Temmuz ayında Artvin’de gezerken, bir gece sivrisineklerden
kaçıp Artvin’in tepesinde bulunan Artvin Öğretmen evinde konakladık. Sabah erken
saatte kalkıp, Macahel’e, oradaki İhtiyarlar korosunu izlemeye gidecektik. Öğretmen evinin bahçesinde, arkada duran siyah motorsiklet sadece
benim değil, sanıyorum oradaki herkesin dikkatini çekiyordu. Sabah 8:00
civarındaydı. Sonradan Pervin Ozulu olduğunu öğrendiğim, siyah deri kıyafetleri
içinde motorsikletçi kızıl saçlı bir bayan, kısa bir süre sonra gelip motorla
hazırlanmaya başladı. Karadenizde bu tip insan manzaraları görmeye alışkın
olmadığımdan, kendisiyle -çok çekingen bir kişi olsam da- konuşmak istedim.
Öğrendik ki Karadeniz’i motorsikletiyle geziyormuş. “Wanderlust” dedikleri bu
olsa gerek dedim kendime. Bizim yaptığımız da neydi ki? Biraz da özenmedik
değil, çünkü bizim belki de gidemediğimiz bazı yerlere o motorsikletiyle
gidebiliyordu. Motoron dergisinde yazılarını okuduğunuz Pervin hanım, keyifli
bir yazısıyla blogumuzda bugün misafirimiz. Kendisine katkılarından dolayı içten
teşekkür ediyorum…
YAŞAMAK BUDUR
Pervin’in gezileri neden pek planlı olmuyor?

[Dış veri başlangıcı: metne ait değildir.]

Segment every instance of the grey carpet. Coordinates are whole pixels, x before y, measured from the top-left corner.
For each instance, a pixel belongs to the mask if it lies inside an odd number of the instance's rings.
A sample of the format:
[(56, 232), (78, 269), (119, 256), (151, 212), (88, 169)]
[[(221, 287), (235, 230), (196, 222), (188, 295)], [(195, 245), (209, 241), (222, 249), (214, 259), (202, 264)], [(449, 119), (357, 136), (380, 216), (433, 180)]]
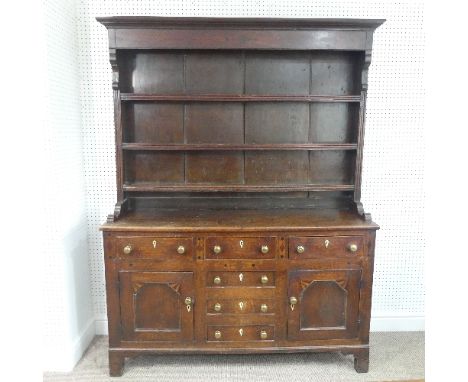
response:
[(159, 355), (127, 359), (124, 375), (110, 378), (107, 337), (96, 337), (71, 373), (44, 381), (402, 381), (424, 378), (424, 332), (371, 333), (370, 370), (357, 374), (353, 357), (337, 353), (270, 355)]

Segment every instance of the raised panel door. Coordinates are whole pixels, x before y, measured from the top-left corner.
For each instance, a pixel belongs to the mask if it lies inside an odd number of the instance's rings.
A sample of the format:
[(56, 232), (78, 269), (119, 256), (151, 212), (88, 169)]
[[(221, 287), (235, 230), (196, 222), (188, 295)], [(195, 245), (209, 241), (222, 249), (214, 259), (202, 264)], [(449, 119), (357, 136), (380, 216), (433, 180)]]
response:
[(193, 339), (192, 272), (120, 272), (122, 338)]
[(288, 338), (358, 335), (361, 270), (296, 270), (288, 280)]

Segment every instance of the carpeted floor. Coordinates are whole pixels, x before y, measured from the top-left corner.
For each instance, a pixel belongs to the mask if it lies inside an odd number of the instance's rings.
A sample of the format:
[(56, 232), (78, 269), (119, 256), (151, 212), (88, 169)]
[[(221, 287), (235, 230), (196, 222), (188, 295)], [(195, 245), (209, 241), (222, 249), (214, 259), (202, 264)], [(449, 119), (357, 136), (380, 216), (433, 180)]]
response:
[(424, 332), (371, 333), (370, 369), (357, 374), (353, 357), (337, 353), (270, 355), (160, 355), (125, 362), (110, 378), (107, 337), (96, 337), (71, 373), (45, 373), (44, 381), (408, 381), (424, 378)]

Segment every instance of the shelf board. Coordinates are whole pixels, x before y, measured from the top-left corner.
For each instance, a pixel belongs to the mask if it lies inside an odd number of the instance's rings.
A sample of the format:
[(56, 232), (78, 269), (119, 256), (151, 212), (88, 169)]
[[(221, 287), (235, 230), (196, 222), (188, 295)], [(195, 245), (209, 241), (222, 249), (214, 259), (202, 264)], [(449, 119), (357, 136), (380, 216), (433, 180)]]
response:
[(360, 102), (360, 95), (237, 95), (121, 93), (122, 101), (165, 102)]
[(226, 143), (190, 143), (190, 144), (149, 144), (122, 143), (124, 150), (142, 151), (263, 151), (263, 150), (356, 150), (356, 143), (282, 143), (282, 144), (226, 144)]
[(353, 184), (155, 184), (151, 182), (125, 183), (124, 191), (132, 192), (292, 192), (292, 191), (353, 191)]

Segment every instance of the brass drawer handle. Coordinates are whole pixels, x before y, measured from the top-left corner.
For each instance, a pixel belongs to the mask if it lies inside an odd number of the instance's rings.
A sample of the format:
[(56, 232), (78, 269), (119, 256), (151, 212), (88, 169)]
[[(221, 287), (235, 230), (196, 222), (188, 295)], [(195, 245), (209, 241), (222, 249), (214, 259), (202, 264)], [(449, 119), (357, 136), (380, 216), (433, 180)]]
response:
[(192, 310), (192, 297), (185, 297), (185, 307), (187, 308), (187, 312), (190, 312)]
[(185, 247), (184, 247), (183, 245), (179, 245), (179, 246), (177, 247), (177, 253), (178, 253), (179, 255), (183, 255), (183, 254), (185, 253)]
[(350, 244), (348, 246), (348, 249), (351, 251), (351, 252), (357, 252), (357, 244)]
[(291, 307), (291, 310), (294, 310), (294, 307), (296, 306), (297, 304), (297, 298), (292, 296), (292, 297), (289, 297), (289, 306)]

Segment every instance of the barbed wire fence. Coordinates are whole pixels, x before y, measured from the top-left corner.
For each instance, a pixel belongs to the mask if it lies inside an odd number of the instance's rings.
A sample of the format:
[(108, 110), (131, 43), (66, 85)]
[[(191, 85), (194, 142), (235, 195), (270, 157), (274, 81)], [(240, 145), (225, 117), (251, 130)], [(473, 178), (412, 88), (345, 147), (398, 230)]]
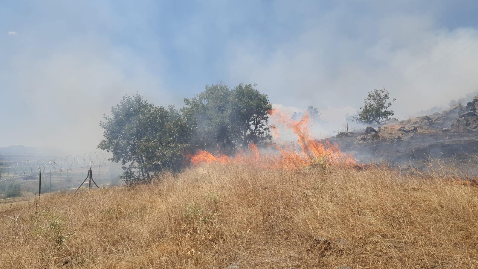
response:
[[(109, 160), (101, 151), (49, 160), (7, 162), (0, 168), (0, 201), (21, 201), (36, 194), (74, 191), (87, 177), (90, 168), (99, 187), (122, 183), (120, 166)], [(89, 185), (89, 179), (87, 180), (84, 186)]]

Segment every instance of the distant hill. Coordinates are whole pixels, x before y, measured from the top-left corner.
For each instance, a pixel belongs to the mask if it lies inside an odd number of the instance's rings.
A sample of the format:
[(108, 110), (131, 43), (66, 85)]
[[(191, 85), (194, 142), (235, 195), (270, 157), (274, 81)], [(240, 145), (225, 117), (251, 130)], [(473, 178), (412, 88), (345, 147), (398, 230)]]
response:
[(54, 147), (25, 146), (18, 145), (0, 147), (0, 155), (62, 156), (65, 155), (65, 153), (61, 149)]

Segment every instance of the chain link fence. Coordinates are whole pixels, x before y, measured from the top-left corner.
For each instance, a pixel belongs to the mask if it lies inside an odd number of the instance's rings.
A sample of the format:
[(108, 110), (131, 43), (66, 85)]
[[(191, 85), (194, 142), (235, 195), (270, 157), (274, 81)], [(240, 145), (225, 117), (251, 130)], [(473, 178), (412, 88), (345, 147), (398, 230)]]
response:
[[(123, 172), (121, 166), (108, 161), (102, 153), (49, 161), (4, 162), (0, 167), (0, 202), (26, 200), (40, 193), (74, 191), (85, 180), (90, 167), (93, 179), (98, 186), (122, 184), (120, 180)], [(82, 188), (87, 188), (89, 180)]]

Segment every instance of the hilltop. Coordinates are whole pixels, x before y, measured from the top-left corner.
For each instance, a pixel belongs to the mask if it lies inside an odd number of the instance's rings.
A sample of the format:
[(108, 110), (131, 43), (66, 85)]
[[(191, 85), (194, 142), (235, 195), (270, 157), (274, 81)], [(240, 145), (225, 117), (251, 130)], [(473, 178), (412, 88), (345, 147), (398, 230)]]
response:
[(359, 161), (416, 165), (430, 159), (476, 160), (478, 96), (467, 106), (391, 122), (376, 129), (340, 132), (331, 140)]

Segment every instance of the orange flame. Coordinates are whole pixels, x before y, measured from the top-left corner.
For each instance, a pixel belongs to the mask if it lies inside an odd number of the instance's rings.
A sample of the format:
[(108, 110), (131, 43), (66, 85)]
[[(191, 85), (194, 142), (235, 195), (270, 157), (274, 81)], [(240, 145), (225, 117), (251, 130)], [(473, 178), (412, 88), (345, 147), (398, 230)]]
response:
[[(300, 120), (295, 121), (277, 110), (270, 110), (268, 113), (297, 136), (300, 153), (293, 146), (277, 145), (275, 148), (279, 151), (278, 154), (260, 153), (257, 146), (250, 143), (249, 152), (242, 151), (234, 157), (217, 156), (207, 151), (199, 150), (194, 155), (188, 156), (188, 158), (193, 165), (216, 162), (248, 163), (262, 167), (286, 169), (300, 168), (315, 163), (345, 166), (356, 164), (356, 160), (353, 156), (342, 153), (337, 143), (331, 144), (328, 140), (322, 143), (314, 138), (308, 130), (310, 120), (308, 114), (303, 116)], [(278, 129), (275, 126), (271, 129), (274, 138), (278, 137)]]

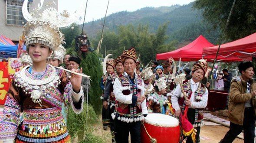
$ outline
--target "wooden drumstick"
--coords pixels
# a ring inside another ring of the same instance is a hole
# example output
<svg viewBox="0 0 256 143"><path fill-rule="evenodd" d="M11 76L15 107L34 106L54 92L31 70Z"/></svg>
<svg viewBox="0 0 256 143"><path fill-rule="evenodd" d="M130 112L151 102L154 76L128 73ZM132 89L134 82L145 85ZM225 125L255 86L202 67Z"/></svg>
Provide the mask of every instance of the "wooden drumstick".
<svg viewBox="0 0 256 143"><path fill-rule="evenodd" d="M147 88L146 91L145 91L145 93L144 93L144 95L143 95L144 97L145 97L146 96L146 94L147 94L147 92L148 92L148 89L149 89L149 84L151 84L151 83L152 82L152 81L153 81L153 79L154 78L154 76L155 75L155 74L153 74L153 76L152 77L152 78L151 79L151 81L150 81L150 82L149 82L149 84L148 84L149 86L148 86L148 88Z"/></svg>
<svg viewBox="0 0 256 143"><path fill-rule="evenodd" d="M181 91L182 91L182 93L183 93L183 94L184 95L184 98L185 98L185 99L187 99L187 98L186 96L186 94L185 94L185 92L184 92L184 89L183 89L183 86L182 86L181 82L180 82L179 83L180 84L180 85L181 86Z"/></svg>

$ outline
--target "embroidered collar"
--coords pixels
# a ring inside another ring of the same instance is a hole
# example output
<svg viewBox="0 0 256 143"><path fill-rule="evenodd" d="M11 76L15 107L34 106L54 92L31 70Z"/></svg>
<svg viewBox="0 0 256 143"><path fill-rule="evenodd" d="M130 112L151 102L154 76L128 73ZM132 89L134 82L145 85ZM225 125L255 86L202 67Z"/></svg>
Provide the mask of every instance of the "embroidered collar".
<svg viewBox="0 0 256 143"><path fill-rule="evenodd" d="M54 67L47 64L46 70L40 79L31 75L27 71L29 65L23 68L20 73L15 75L15 86L23 89L26 94L31 94L30 97L34 103L38 103L42 106L41 99L44 95L49 93L53 88L60 84L59 76L57 75Z"/></svg>

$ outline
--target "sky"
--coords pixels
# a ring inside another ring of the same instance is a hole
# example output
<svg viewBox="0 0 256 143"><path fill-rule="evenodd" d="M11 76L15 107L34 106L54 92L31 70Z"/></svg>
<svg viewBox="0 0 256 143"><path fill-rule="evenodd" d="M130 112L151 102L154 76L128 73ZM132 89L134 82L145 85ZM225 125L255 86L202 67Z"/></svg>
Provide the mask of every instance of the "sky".
<svg viewBox="0 0 256 143"><path fill-rule="evenodd" d="M87 0L58 0L58 11L64 10L72 13L79 6L81 2L84 3L84 10L85 9ZM170 6L176 4L188 4L194 0L110 0L107 16L118 12L127 10L134 11L147 6L158 7ZM104 17L106 13L108 0L88 0L85 22L96 20ZM82 20L79 23L82 23L84 13L82 15Z"/></svg>

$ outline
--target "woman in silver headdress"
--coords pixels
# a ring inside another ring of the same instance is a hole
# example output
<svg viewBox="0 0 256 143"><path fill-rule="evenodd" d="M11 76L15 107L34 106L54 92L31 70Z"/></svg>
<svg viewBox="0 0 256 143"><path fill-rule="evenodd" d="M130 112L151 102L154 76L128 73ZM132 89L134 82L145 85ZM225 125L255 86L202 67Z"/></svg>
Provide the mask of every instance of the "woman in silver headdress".
<svg viewBox="0 0 256 143"><path fill-rule="evenodd" d="M25 0L23 11L26 10L27 2ZM24 26L23 34L33 63L17 73L10 85L0 123L0 140L4 143L13 140L16 143L71 142L62 105L63 101L69 102L74 111L79 114L83 109L83 91L81 76L72 74L69 79L66 71L46 64L48 57L55 55L56 47L64 39L55 24L56 17L54 21L49 20L50 16L57 15L47 13L56 11L46 9L39 15L40 18L28 18ZM19 125L22 111L24 120Z"/></svg>

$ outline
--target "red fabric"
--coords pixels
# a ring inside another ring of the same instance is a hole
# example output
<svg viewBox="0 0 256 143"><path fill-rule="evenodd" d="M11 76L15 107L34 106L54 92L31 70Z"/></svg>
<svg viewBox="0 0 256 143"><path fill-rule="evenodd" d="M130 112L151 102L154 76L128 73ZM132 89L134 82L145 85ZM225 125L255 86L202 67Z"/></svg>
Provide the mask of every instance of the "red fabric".
<svg viewBox="0 0 256 143"><path fill-rule="evenodd" d="M203 54L216 54L219 46L203 48ZM240 39L220 45L219 55L241 58L256 57L256 33ZM242 52L243 53L241 53ZM246 54L247 53L247 54Z"/></svg>
<svg viewBox="0 0 256 143"><path fill-rule="evenodd" d="M202 59L203 49L205 47L213 46L202 35L200 35L194 41L188 45L177 49L175 51L157 54L157 60L167 60L170 57L175 61L178 61L181 58L181 61L197 61ZM216 52L215 52L216 53ZM214 60L215 55L209 55L203 57L208 61ZM218 56L217 60L222 62L230 62L232 61L242 61L242 59L237 58L225 58L222 56Z"/></svg>
<svg viewBox="0 0 256 143"><path fill-rule="evenodd" d="M10 45L10 46L15 46L15 44L14 44L13 41L12 41L10 39L6 38L3 35L1 35L1 36L0 36L0 38L2 38L3 39L6 41L7 42L8 42L8 44Z"/></svg>

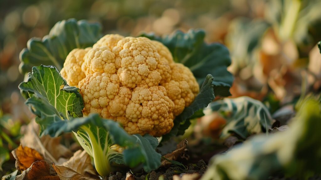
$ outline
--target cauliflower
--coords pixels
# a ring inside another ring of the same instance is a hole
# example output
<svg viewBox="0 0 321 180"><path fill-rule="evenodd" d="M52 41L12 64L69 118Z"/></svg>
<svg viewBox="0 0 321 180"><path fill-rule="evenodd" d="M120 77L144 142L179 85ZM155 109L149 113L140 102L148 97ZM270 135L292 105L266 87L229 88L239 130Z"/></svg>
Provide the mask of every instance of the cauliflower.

Motorum Yamaha Diversion XJ6 ile kısa bir 3 günlük
gezi planlamıştım. Çeşitli fikirlerim vardı, İğneada’ya gidip, kalıp gezmeyi
düşündüm. Ya da Gelibolu-Çanakkale üzerinden bir Marmara turu yapabilirim
dedim. Ayrıca Edirne’de yaprak çiğeri yemek de gezi listemde vardı. Çok
düşünmeden Çanakkale turuna karar verdim, komple Marmara Deniz etrafını gideyim
istedim. 2 gece konaklamalı mini bir gezi. İstanbul-Tekirdağ sahil yolundan
Kumbağ-Şarköy ‘e giderim. Haritadan yolları inceledim ve yolu uzatmak için
rotamı belirledim, Eceabat’ı da gezmek istedim. Marmara’nın etrafını dolanıp
dönerim. Rota tamamdı. Vapur seferlerini de inceledim, saatlerini ve
ücretlerini. Sürekli vasıta varmış, bu harika bir kolaylık. Güzergah üzerinde
uygun konaklama imkanlarını araştırdım. Kısacası epey bir hazırlık yaptım ve
yola hazırdım. Gün içersinde ne kadar yol alabileceğimi pek kestiremiyorum,
çünkü güzel manzaraları gördükçe tempo düşer bende. Sürekli durur, keyifini
yaşamak isterim. Geziyi çok fazla planlamamak gerek aslında, çünkü yaşamış
kadar oluyor insan ve çekiciliği azalıyor biraz. Yolculuk günü yaklaştığında
son anda pusula başka bir istikamet gösterdi ve bambaşka yerlerde buldum
kendimi. Serseri ruhlu bir gezgin olmuşum artık. Bütün planlanan rotayı kenara
koydum, çünkü pusula Eski Foça istikameti gösterdi. Çok komikti, Foça hiç ama
hiç aklımda yoktu. Oraya gitme fikri bir gün öncesinde netleşti beynimde, nasıl
bir mantık ise bu bilemiyorum. Hayat sürprizlerle dolu diyorum sadece.